That the cell lines above had drug dependent dose decreases in viability and proliferation, to FDA approved inhibitors, and that effects were enhanced upon combining the two was anticipated, since UPCI-SCC-154 and UT-SCC-60A had responded in an analogous way, to corresponding inhibitors BEZ235 and AZD4547 (35). Notably, HPV+ CU-OP-20 and UPCI-SCC-154 tended to be the most sensitive cell lines to both the older and newer PI3K and FGFR inhibitors, while CU-OP-2 and CU-OP-3 often were less affected. However, upon combination treatments with BYL719 and JNJ-42756493, all TSCC/BOTSCC lines were sensitive.
The enhanced efficacy on inhibition of viability and proliferation, upon combining BYL719 and JNJ-42756493 was in line with previous reports in other cell types, suggesting that PI3K and FGFR inhibitors indeed can be used together and have synergistic effects (35, 42, 43, 46). Furthermore, apart from the positive effects on decreases in viability and proliferation upon PI3K-FGFR inhibitor combinatory treatments, lower doses of the drugs could be used, thereby potentially decreasing side effects and risk of resistance development.
That also BYL719, at the doses used, and not only JNJ-42756493 showed effects on cytotoxicity, was not in line with our previous report, where the AZD4547 (FGFR inhibitor) was superior to the included PI3K inhibitors with regard to inducing cytotoxicity (35, 42, 43). However, the effects on apoptosis were analogous to our previous reports, with JNJ-42756493, an FGFR inhibitor being superior to BYL719, a PI3K inhibitor (35). Nonetheless, joining all data, they definitely support that BYL719 and JNJ-42756493 could be of potential clinical interest for treatment of recurrent TSCC/BOTSCC.
Furthermore, all TSCC/BOTSCC cell lines, with/without FGFR or PI3K mutations, were sensitive to PI3K and FGFR inhibitors and those with such mutations were not necessarily more sensitive or resistant to the inhibitors, similar to that reported for other tumor types (35, 42, 43, 46–53). More specifically, other tumors/tumor lines have also responded to PI3K and FGFR inhibitors, without having PI3K and/or FGFR mutations or chromosomal rearrangements, and having corresponding mutations did not consistently induce increased sensitivity (35, 37, 42, 43, 46–53). So far, we have no explanation to why the TSCC/BOTSCC lines tested here differed in their sensitivity to the included PI3K and FGFR inhibitors. However, it is of note that the two PI3K and FGFR inhibitor most resistant lines CU-OP-2 and CU-OP-3 were previously demonstrated to be radioresistant, while the more sensitive CU-OP-20, was radiosensitive (40).

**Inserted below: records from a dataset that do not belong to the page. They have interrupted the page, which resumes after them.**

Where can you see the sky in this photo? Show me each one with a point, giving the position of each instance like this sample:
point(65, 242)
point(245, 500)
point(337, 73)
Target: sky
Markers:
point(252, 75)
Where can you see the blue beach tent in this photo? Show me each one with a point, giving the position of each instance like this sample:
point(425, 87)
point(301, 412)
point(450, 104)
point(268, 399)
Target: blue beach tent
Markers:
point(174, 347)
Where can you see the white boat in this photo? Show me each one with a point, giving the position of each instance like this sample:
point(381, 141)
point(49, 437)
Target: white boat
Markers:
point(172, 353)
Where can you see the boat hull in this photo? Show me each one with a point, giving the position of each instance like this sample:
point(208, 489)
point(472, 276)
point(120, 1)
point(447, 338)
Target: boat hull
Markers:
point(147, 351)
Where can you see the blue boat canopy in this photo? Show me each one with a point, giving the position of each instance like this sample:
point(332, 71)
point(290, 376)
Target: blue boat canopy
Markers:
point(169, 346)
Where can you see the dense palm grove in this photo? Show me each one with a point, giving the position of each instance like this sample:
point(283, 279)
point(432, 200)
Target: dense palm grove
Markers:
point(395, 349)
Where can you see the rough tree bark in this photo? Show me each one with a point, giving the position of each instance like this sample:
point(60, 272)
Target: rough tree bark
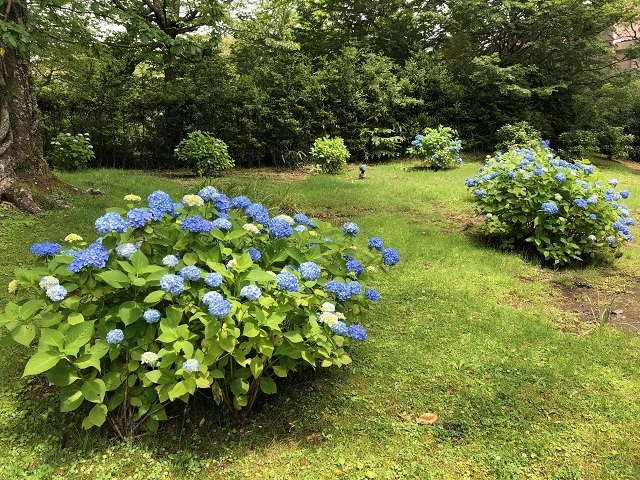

The HPV+ and HPV- TSCC/BOTSCC cell lines were also examined for their responses to single cisplatin and docetaxel therapy and also here CU-OP-2 and -3 were the most resistant ones, while the remaining cell lines tended to be more sensitive. This pattern was not reflected upon by the effects of cisplatin and docetaxel on proliferation, which was largely inhibited in a similar way for all cell lines. At the doses used however, neither cisplatin or docetaxel disclosed prominent effects on cytotoxicity or apoptosis, but better effects may have been obtained if higher concentrations or repeated treatments had been used. Nonetheless, here we aimed to use as low doses as possible, in order to disclose combinational effects upon combining the chemotherapeutic agents with the inhibitors.
When examining potential combinational effects using cisplatin and docetaxel together with BYL719 or JNJ-42756493, mainly neutral and positive, with occasional negative effects were disclosed. Of note were some positive combinations with BYL719 and cisplatin or docetaxel especially on CU-OP-2, but also with the other cell lines, and the data suggest it could be worthwhile elaborating further on optimizing the effects of such combinations.
To our knowledge, the pursuit of potential positive effects of alpesilib and erdafitinib upon combination with cisplatin and docetaxel have not been examined before in TSCC/BOTSCC, and there are only limited studies on other cell lines, comprising some of the drug-inhibitor combinations in this report. One study on nasopharyngeal cancer cell lines, showed neutral or limited positive effects upon combining BYL719 and cisplatin, while another report on a non-small lung cancer cell, showed more positive effects (40, 54). However, when using corresponding combinations in other cell lines, we obtained not only positive and neutral, but also negative effects [personal communication]. The latter can possibly partially explained by that BYL719 may induce G0/G1 arrest, and thereby may have inhibited some of the cytostatic effects of e.g., cisplatin (55, 56).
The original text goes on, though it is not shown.